US president Joe Biden and Ukrainian president Volodymyr Zelenskyy (Picture: The White House/Flickr)

As the Ukrainian counter‑offensive against Russia remains stalled, the West is preparing to pump even more weapons to the frontlines.

Despite months of Western media hailing a coming Ukrainian military push-back, there has been little or no movement. That failure is driving US president Joe Biden to demand Congress handover an extra $24 billion (£19 billion) for the war.

The Democrats have already had four rounds of “aid” to Ukraine—totalling $133 billion (£105 billion)—approved.

Much of that money had gone towards replenishing US military equipment that has been sent to the frontlines.
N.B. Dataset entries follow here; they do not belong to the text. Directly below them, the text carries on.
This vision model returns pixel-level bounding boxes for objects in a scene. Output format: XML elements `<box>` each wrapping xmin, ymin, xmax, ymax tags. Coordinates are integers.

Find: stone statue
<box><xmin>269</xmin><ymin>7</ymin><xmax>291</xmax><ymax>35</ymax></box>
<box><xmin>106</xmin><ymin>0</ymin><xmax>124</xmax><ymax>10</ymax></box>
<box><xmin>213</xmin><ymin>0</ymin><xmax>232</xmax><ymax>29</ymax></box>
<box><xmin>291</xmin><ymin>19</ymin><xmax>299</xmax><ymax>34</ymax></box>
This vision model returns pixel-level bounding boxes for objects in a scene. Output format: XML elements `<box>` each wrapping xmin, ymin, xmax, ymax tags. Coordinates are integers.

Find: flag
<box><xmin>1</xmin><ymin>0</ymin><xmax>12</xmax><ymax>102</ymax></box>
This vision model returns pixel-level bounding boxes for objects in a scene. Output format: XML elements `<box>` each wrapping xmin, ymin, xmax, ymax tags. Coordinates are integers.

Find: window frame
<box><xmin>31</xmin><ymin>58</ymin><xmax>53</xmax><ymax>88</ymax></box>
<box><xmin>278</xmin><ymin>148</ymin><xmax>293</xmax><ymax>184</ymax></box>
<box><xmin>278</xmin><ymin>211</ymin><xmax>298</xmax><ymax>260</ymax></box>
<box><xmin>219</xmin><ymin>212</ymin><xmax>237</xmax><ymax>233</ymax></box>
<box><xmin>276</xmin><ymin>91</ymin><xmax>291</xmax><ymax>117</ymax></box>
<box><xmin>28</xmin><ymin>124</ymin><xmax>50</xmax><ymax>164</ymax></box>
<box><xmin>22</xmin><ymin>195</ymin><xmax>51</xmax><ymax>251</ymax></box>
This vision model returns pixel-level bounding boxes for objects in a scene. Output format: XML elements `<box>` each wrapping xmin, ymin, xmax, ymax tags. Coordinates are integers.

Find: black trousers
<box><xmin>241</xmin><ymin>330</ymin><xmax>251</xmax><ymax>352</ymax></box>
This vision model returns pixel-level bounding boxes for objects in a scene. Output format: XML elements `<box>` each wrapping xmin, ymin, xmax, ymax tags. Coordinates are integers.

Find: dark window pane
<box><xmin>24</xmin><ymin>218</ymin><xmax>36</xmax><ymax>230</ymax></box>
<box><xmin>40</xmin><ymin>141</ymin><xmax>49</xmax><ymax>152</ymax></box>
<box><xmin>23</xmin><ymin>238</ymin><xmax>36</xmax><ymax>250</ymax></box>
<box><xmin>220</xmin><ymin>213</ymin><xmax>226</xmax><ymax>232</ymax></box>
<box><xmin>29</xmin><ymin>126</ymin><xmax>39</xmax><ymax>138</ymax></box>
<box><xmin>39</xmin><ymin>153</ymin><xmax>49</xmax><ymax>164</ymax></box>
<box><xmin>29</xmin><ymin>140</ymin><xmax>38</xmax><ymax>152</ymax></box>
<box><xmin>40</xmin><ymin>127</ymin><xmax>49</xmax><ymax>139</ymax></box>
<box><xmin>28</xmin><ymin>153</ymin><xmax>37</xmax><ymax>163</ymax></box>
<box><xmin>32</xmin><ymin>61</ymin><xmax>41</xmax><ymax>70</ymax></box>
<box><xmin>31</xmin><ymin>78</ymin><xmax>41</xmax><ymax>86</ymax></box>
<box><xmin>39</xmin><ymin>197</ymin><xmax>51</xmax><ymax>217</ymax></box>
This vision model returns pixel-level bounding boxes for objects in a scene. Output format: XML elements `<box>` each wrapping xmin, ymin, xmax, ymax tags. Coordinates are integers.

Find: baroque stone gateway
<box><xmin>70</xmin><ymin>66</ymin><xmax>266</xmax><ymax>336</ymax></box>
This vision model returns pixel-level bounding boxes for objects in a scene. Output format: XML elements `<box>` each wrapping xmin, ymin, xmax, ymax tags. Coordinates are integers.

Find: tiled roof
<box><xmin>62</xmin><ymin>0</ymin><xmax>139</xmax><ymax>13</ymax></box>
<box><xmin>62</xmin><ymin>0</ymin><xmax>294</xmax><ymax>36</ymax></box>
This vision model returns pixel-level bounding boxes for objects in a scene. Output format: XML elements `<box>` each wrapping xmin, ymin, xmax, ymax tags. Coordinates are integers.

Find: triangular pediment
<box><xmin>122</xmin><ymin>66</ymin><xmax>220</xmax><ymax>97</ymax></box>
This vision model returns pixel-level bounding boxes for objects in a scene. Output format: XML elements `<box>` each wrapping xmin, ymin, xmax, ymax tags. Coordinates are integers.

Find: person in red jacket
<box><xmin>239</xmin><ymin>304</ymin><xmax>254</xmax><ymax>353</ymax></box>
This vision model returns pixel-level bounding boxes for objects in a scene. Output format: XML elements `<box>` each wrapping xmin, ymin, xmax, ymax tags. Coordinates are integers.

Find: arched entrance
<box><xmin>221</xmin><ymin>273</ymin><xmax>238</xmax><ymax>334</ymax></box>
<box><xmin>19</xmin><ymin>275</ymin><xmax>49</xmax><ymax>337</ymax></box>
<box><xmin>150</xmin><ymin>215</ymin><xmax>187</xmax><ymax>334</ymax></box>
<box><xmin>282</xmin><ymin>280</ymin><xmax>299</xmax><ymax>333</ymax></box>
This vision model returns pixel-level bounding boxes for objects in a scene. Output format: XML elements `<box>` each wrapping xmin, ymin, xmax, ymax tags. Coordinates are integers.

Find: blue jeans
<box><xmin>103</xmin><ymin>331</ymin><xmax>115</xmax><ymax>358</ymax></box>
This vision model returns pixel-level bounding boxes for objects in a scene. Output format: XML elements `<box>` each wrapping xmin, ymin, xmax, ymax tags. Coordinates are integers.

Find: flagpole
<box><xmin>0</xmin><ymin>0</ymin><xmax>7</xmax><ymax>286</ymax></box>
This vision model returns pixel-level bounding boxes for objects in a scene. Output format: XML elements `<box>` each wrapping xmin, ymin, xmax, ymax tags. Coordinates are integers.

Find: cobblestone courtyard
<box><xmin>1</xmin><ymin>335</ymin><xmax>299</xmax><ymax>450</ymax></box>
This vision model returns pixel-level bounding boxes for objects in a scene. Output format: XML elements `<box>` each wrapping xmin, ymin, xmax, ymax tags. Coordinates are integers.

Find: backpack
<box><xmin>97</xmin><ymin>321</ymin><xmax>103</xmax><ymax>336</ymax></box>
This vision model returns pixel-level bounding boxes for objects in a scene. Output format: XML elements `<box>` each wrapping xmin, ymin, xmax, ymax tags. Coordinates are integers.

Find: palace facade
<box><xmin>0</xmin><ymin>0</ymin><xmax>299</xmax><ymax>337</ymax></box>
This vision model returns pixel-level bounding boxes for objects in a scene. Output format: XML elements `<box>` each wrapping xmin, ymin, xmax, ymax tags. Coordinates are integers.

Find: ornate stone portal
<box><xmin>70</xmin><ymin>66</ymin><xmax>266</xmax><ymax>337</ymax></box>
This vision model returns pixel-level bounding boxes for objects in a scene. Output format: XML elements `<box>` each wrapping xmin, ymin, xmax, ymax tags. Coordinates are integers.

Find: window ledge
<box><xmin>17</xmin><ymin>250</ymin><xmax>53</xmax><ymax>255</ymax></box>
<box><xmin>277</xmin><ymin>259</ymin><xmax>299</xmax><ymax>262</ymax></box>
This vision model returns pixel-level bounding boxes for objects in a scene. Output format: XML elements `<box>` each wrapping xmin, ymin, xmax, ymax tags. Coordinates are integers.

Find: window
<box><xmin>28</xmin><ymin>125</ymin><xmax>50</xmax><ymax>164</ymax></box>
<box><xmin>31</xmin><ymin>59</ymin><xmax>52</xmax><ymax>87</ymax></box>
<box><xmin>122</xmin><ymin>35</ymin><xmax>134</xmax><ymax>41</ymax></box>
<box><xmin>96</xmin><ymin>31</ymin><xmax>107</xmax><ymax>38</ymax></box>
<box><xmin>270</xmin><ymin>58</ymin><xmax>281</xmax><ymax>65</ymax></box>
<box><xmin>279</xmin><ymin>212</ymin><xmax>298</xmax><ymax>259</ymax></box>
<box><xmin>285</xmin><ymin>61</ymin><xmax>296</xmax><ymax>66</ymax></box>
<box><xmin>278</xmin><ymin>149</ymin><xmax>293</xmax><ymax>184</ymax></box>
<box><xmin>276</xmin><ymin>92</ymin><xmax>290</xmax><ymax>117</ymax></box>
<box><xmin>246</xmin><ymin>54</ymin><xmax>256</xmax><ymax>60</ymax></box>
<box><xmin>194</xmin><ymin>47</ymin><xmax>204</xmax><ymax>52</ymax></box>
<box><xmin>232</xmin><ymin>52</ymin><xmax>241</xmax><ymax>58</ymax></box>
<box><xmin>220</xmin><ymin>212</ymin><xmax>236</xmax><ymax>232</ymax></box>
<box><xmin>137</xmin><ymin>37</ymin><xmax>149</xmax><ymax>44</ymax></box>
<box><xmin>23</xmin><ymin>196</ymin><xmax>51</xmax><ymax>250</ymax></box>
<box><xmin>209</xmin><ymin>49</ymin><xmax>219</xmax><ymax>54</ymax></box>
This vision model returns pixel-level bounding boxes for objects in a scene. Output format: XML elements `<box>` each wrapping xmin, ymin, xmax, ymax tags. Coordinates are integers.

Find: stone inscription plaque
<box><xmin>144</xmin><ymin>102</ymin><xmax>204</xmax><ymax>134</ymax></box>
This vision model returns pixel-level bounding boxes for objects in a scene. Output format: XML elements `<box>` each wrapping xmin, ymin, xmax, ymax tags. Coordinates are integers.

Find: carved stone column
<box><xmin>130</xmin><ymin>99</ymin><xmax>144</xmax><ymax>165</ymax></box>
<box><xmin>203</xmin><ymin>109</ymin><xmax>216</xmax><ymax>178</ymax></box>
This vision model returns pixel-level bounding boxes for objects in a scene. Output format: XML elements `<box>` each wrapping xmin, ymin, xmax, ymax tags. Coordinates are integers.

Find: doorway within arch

Now they are insisting on more.

The German government, headed by the Labour-like SPD and the Greens, wants in on the action too. It plans to send medium-range Taurus missiles to Ukraine’s capital Kiev. It hopes they can inflict the kind of damage on Russia that Ukraine has so far been unable to deliver.

“The counter‑offensive is faltering—Ukraine does not have a significant air force to support it,” declared SPD politician Andreas Schwarz last week.

“That leaves only guided missiles like Taurus cruise missiles, with which the Ukrainian army could overcome the minefields laid by the Russians and recapture territory.”

But the West attacking Russian positions with cruise missiles would likely lead president Putin to order an increase in his bombardment of Ukrainian cities. It would inevitably draw more people into a cycle of death and retribution.

The static frontlines have already started to shift the danger of military escalation to the Black Sea.

Russian warships this week opened fire on a cargo ship as it made its way toward the Ukrainian city of Izmail. Days before, stray Russian missiles landed in rural Romania—a member of the West’s Nato military alliance.

Ukrainian officials claim that since Russia withdrew from the UN grain deal some 200,000 tons of grain have been destroyed. The arrangement previously allowed safe passage for commercial vessels.

For their part, Ukrainian forces last week fired missiles at the Kerch Bridge that connects Crimea to Russia. It also marks the gateway between the Black Sea and the Sea of Azov.

And they used a military drone to damage a warship near the Russian port of Novorossiysk on the north east shore, hundreds of miles from the nearest Ukrainian-held positions.

Ukrainian drones have also been used to hit the Russian cities of Taganrog and Azov. Both sides are now trying to damage each other’s supply lines, but a miscalculation or malfunction could easily spark a far more deadly and wider war.